123. The Court concludes that no one at Renasant knew that the FDIC would seize Silverton until the seizure had already taken place. Nor did Renasant act recklessly or negligently with regard to this information. Assuming without deciding that Renasant owed Ericson a duty (whether grounded in fiduciary law or principles of negligence law) to investigate Silverton's condition, Hart testified without rebuttal that he contacted members of the Silverton board after hearing that Silverton was having issues. This inquiry satisfied Renasant's obligations to Ericson.
124. The misrepresentation claims involving Silverton's financial condition also fail because they did not cause damage to Ericson. No one from Renasant, Silverton, or the FDIC contacted Ericson to cease construction when Silverton failed. Nor did anyone from Silverton, the FDIC, or Gulf Coast ever contact Ericson regarding the participation interest. No action was taken to collect the loan until Renasant had repurchased the participation interest from Gulf Coast.
6. All Other Claims
125. All of Ericson's counterclaims not specifically addressed herein are dismissed with prejudice, the evidence at trial failing to establish that Ericson is entitled to relief.
E. Mrs. Ericson's Claims
126. Mrs. Ericson joined in the Counterclaim as an additional claimant. She claims that Renasant made misrepresentations to her and engaged in unfair and deceptive acts or practices which harmed her. She also alleges damages in connection with each of Ericson's causes of action. For the following reasons, the Court concludes that Mrs. Ericson has not proven a cause of action against Renasant.
127. Mrs. Ericson owned the lot on which the house was constructed and thus signed the mortgage in connection with the loan closing. She did not sign the promissory note or the construction loan agreement. She did not seek financing or otherwise deal with Renasant in negotiating the construction loan. After signing the mortgage, she had no involvement with the construction process. When the house was placed on the market, she signed the listing agreements and participated in the marketing of the house because the lot and house were titled in her name.
128. Mrs. Ericson entered no contract with Renasant except the mortgage and has offered no proof that Renasant breached its terms. Mrs. Ericson presented no proof from which the Court could conclude that Renasant owed a fiduciary duty or other duty of care toward her. Nothing about the mortgage loan (as opposed to the construction loan) suggests the kind of special relationship that would transform the debtor/creditor relationship into one involving fiduciary duties. There is no evidence that Renasant made any false representations to her.

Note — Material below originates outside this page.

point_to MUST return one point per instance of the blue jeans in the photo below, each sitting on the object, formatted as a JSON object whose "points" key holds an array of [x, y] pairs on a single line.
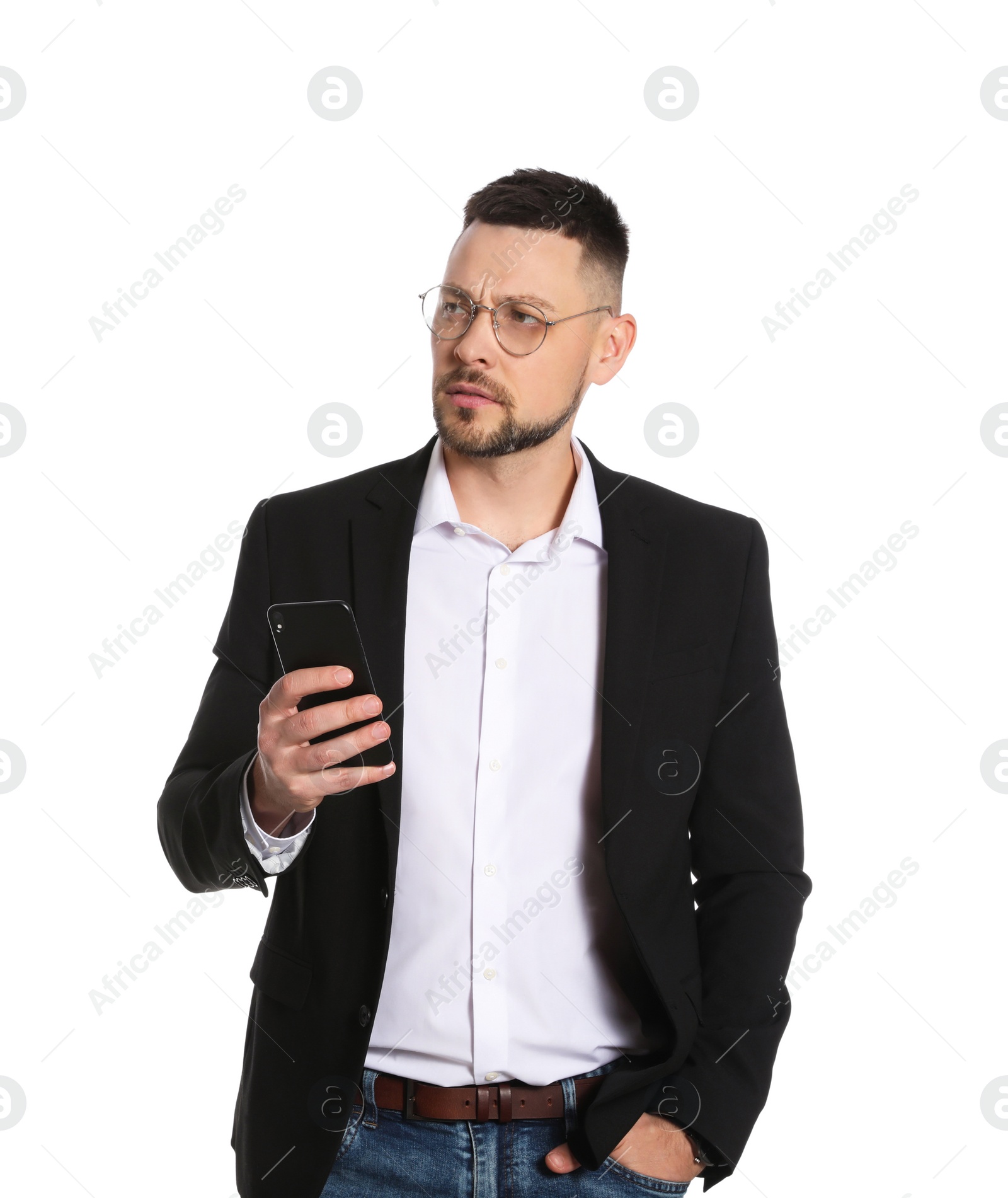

129. Moreover, Mrs. Ericson has incurred no loss that was caused by Renasant and presented no proof of damages. She is not liable for the deficiency on the promissory note. Accordingly, the claims Mrs. Ericson asserts against Renasant are dismissed.
III. CONCLUSION
For the reasons stated herein, the Court determines that Plaintiff Renasant Bank is entitled to compensatory damages resulting from Defendant Eric Ericson's breach of the promissory note contract in the amount of $1,012,333.81, consisting of $960,961.33 in outstanding principal and $51,372.48 of expenses. Renasant is also entitled to interest and costs of collection, including attorneys' fees.
The Court also determines that Counter-Plaintiff Eric Ericson is entitled to compensatory damages for Counter-Defendant Renasant Bank's breach of the oral contract to credit the Silverton repurchase discount against the outstanding construction loan principal balance in the amount of $475,000. All of the other counterclaims are dismissed with prejudice.
Renasant Bank shall file a brief in support of its claim for interest and the costs of collection by March 23, 2012. This brief shall set forth the amounts to which Renasant Bank is entitled, pursuant to the loan agreements at issue in this case. The Ericsons shall file their response by April 6, 2012. The Court sets this matter for a hearing on April 20, 2012.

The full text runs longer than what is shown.